Overview

Apache Livy provides a REST interface for interacting with Apache Spark. When using Apache Spark to interact with Apache Hadoop HDFS that is secured with Kerberos, a Kerberos token needs to be obtained. This tends to pose some issues due to token delegation.

spark-submit provides a solution to this by getting a delegation token on your behalf when the job is submitted. For this to work, Hadoop configurations and JAR files must be on the spark-submit classpath. Specifically which configurations an JAR files are explained in a references here.

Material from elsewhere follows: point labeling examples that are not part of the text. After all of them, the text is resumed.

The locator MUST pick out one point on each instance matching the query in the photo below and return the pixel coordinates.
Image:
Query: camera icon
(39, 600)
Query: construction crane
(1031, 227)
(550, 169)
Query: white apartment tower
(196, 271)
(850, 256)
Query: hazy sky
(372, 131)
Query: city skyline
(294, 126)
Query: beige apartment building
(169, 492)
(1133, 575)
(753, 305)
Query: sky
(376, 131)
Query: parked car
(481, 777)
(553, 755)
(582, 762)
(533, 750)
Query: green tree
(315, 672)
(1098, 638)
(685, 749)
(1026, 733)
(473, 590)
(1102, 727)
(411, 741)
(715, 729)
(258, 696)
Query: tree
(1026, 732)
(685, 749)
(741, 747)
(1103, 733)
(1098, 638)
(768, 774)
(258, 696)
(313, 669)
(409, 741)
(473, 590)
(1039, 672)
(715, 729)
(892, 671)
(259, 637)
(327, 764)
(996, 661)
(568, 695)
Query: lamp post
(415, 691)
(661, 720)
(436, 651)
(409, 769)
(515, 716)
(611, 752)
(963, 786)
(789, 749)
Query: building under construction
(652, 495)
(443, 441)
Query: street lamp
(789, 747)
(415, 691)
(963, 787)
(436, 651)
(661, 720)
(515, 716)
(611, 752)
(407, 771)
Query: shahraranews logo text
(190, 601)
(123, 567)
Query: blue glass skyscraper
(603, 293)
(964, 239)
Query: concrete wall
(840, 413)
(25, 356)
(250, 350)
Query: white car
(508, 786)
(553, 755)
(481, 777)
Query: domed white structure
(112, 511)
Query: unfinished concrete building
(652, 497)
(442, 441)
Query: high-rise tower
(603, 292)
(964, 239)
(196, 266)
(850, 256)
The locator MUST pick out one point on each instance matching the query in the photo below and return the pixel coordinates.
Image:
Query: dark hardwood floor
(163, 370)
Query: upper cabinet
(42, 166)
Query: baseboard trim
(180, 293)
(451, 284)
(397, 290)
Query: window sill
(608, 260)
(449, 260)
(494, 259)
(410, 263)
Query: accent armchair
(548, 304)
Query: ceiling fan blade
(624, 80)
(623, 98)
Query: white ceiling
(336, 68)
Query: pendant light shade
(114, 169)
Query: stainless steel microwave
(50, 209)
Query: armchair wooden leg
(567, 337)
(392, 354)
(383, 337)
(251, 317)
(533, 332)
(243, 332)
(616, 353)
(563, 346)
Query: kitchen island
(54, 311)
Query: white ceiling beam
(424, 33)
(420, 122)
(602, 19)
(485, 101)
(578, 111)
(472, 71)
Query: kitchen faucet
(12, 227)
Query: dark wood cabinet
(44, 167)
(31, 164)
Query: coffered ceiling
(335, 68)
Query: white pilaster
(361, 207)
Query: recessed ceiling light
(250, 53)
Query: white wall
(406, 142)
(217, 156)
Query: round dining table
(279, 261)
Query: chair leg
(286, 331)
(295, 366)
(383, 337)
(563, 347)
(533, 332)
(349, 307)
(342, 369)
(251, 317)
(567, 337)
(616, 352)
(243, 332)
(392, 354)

When using Livy with HDP, the Hadoop JAR files and configurations are already on the classpath for spark-submit. This means there is nothing special required to read/write to HDFS with a Spark job submitted through Livy.

If you are looking to do something similar with Apache HBase see this post.

Assumptions

run.sh

curl \
  -u ${USER} \
  --location-trusted \
  -H 'X-Requested-by: livy' \
  -H 'Content-Type: application/json' \
  -X POST \
  https://localhost:8443/gateway/default/livy/v1/batches \
  --data "{
    \"proxyUser\": \"${USER}\",
    \"file\": \"hdfs:///user/${USER}/SparkHDFSKerberos.jar\",
    \"className\": \"SparkHDFSKerberos\",
    \"args\": [
      \"hdfs://PATH_TO_FILE\"
    ]
  }"

SparkHDFSKerberos

import org.apache.spark.SparkConf;
import org.apache.spark.api.java.JavaRDD;
import org.apache.spark.api.java.JavaSparkContext;

public class SparkHDFSKerberos {
  public static void main(String[] args) {
    SparkConf sparkConf = new SparkConf().setAppName(SparkHDFSKerberos.class.getCanonicalName());
    JavaSparkContext jsc = new JavaSparkContext(sparkConf);

    JavaRDD<String> textFile = jsc.textFile(args[0]);
    System.out.println(textFile.count());

    jsc.stop();
    jsc.close();
  }
}